The conversion of one-way streets to two-way is much more than just a change in traffic operations, it is a change in the way the city as a whole and its downtown will look, live, and feel for future generations. To make the best advantage of this once-in-a-lifetime opportunity to reshape the city, it is necessary to spend money on planning and engineering so that we get it done right.

How will it impact parking?

Parking is important to a commercial corridor and to a downtown. Updating the parking system, including ramps and on-street parking, will be occurring in a parallel process. Parking will be considered during every phase of planning and design. We expect that during our engagement process, we will receive many comments about parking, both pro and con, and we will use these comments to help shape the best design possible, considering all the competing wants and needs of the downtown area and the city as a whole.

Exactly what will change: convert from parallel to angle parking? From 90 minute to metered? More street parking spots or fewer? Something else?

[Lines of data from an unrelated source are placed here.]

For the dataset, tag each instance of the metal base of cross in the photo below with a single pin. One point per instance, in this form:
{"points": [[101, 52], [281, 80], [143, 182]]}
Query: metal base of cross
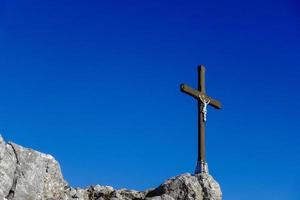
{"points": [[201, 167]]}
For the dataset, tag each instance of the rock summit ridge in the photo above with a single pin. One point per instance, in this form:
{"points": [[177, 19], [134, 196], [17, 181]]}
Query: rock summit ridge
{"points": [[26, 174]]}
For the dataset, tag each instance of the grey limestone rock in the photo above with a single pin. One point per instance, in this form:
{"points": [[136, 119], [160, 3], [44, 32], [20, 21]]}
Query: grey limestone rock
{"points": [[26, 174]]}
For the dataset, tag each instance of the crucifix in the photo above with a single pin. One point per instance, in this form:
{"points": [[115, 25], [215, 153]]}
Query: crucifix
{"points": [[203, 101]]}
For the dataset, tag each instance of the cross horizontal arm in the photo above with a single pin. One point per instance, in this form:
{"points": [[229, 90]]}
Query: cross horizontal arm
{"points": [[195, 93]]}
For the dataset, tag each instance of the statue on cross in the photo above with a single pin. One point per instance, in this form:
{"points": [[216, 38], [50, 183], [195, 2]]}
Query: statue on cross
{"points": [[203, 101]]}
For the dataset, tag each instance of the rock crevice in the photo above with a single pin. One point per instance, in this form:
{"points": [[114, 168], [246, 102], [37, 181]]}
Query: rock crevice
{"points": [[11, 192], [26, 174]]}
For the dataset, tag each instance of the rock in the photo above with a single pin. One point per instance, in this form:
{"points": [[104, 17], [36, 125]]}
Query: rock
{"points": [[26, 174]]}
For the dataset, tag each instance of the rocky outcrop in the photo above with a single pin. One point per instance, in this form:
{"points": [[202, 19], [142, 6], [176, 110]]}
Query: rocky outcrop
{"points": [[26, 174]]}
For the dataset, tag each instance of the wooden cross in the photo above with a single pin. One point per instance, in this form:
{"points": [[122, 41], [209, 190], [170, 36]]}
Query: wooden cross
{"points": [[203, 100]]}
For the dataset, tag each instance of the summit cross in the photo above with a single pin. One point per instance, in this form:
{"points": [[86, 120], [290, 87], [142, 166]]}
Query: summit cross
{"points": [[203, 100]]}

The exact shape of changes to parking has not been determined, that is part of the activity of planning and designing the conversion project.  We will be interested in comments shared during our engagement period to help us answer those questions.

Will the new roads include protected bike lanes – i.e. more than just a paint stripe separating vehicle from bike?

We intend to add bicycle facilities but the form they may take is still to be determined.  However, protected lanes separated by paint, curb, bollards, or parked cars, etc. will all be considered. In addition, the considerations will include the width of sidewalks, drive-lane widths, and the type and placement of amenities (street furniture and landscape).  We will consider input we receive in our engagement process to help us shape these ideas and the amount of funds we will have to build with.

What is the total cost for the construction part of this work?

Final construction costs have not been determined and will depend on a variety of factors including the extent of underground utility work being done as part of the project.

How much of this is direct from Kalamazoo city or county taxpayers? How much is covered by state, federal, or other funds (and how much for each)?

Funding for these projects will come from a variety of sources. City staff is working closely with Kalamazoo Area Transportation Study (KATS), the area Metropolitan Planning Organization that assists in distributing state and federal funds for infrastructure projects. City staff is also planning to seek grant additional funds from the federal government.

This makes it sound that no locally collected tax money or budget line will be used for the project. Can you clarify if that’s accurate?

We expect that we will use a combination of funds including federal-aid grants. Generally, federal-aid grants require some local match, so some locally generated funds including Act 51 funds will need to be used.

(Editor’s note: Public Act 51 of 1951 governs how state revenue for roads and bridges is allocated and spent. It includes state money that is shared with local governments.)